Essays

The National Security Case for Breaking Up Big Tech

Sitaraman, Ganesh

"In recent years, scholars, commentators, former tech company founders, and political leaders have made the case for breaking up and regulating big tech companies like Alphabet (the parent company of Google), Facebook, and Amazon. The proposals to break up and regulate big tech companies are specific: Unwind mergers, require tech platforms to separate from businesses that operate on the platform, regulate platforms with nondiscrimination principles drawn from public utilities and public accommodations laws, and adopt privacy regulations. Advocates for breaking up and regulating big tech hold that these companies have become a danger to the economy, society, and democracy.

Opponents of breaking up and regulating big tech have put forward a variety of responses, but among them is the assertion that breaking up big tech is problematic in an era of resurgent great power competition, particularly between the United States and China. This argument takes different forms. Some commentators have argued that the United States and China are in a Cold War­-style arms race over artificial intelligence (AI); big tech, they argue, is needed to win that contest. Alphabet’s former chief, Eric Schmidt, has thus highlighted U.S.-Chinese competition for technology in response to arguments that tech should be broken up. A second argument is that if big American tech companies are broken up and regulated, one consequence will be that the big Chinese tech companies will become dominant globally. Facebook’s Mark Zuckerberg and Sheryl Sandberg have taken this position, with Zuckerberg noting that the Chinese companies “do not share the values that we have.” Even Congressman Ro Khanna and Senator Mark Warner, who have both been critical of big tech companies, have expressed concerns along these lines, namechecking Alibaba, Baidu, and Tencent as potential global powerhouses.

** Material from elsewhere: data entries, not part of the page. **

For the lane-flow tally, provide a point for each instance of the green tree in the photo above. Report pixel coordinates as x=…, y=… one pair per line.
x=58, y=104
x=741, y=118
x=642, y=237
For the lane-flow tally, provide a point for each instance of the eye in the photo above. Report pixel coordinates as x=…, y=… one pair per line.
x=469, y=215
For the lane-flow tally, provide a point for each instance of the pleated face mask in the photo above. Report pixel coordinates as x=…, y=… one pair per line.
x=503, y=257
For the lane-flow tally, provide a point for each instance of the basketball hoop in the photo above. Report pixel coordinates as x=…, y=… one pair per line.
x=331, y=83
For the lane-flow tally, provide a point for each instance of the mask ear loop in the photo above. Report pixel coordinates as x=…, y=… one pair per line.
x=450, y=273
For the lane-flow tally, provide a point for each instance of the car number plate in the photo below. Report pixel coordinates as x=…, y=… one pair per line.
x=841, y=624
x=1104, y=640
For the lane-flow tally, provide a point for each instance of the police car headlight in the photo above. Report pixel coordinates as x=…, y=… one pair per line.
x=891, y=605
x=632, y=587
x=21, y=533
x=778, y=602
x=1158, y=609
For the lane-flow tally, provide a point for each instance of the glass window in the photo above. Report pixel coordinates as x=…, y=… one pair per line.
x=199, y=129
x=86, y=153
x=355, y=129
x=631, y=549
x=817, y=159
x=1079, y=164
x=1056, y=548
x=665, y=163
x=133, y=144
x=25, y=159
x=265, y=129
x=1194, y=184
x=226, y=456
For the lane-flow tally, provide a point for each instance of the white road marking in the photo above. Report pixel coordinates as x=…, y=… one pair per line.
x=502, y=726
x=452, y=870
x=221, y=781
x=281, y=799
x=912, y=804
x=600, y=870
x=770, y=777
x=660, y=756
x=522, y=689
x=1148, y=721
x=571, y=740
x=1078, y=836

The claim that breaking up and regulating big tech might have consequences for great power competition deserves to be taken seriously. The problem is that upon serious consideration, the national security case against breaking up and regulating big tech is not just weak—it is backwards. Far from being a threat to the United States, breaking up and regulating big tech are necessary to preserve America’s competitiveness, national defense, and democratic freedoms in an era of great power competition.

First, big tech companies are not competing with China in some kind of new Cold War arms race; rather, many are integrated with China, seeking to expand further into China, and cooperating with Chinese companies and (by extension) likely with the Chinese government. Big tech’s integration with China thus supports the rise and export of digital authoritarianism; deepens economic dependence that can be used as leverage against the United States in future geopolitical moments; forces companies to self-censor and contort their preferences to serve Chinese censors and officials; and makes profit-seeking corporations and their lobbyists less trustworthy in advocating for the interests of the United States in Washington, D.C. Second, in an era of great power competition, innovation and a strong defense industrial base are essential. But relying on a small number of big tech companies (and, in particular, failing to enforce antitrust laws and regulate the sector) means less competition—and that in turn means less innovation, particularly when compared with a system of robust competition and public investment in research and development. Concentration in the tech sector also weakens the defense industrial base by making the government dependent on a small number of contractors and redirecting taxpayer dollars from research to monopoly profits. Taking into account all of these dynamics, national security arguments do not favor protecting big tech companies from competition and regulation. American national security would be strengthened by breaking up and regulating big tech companies."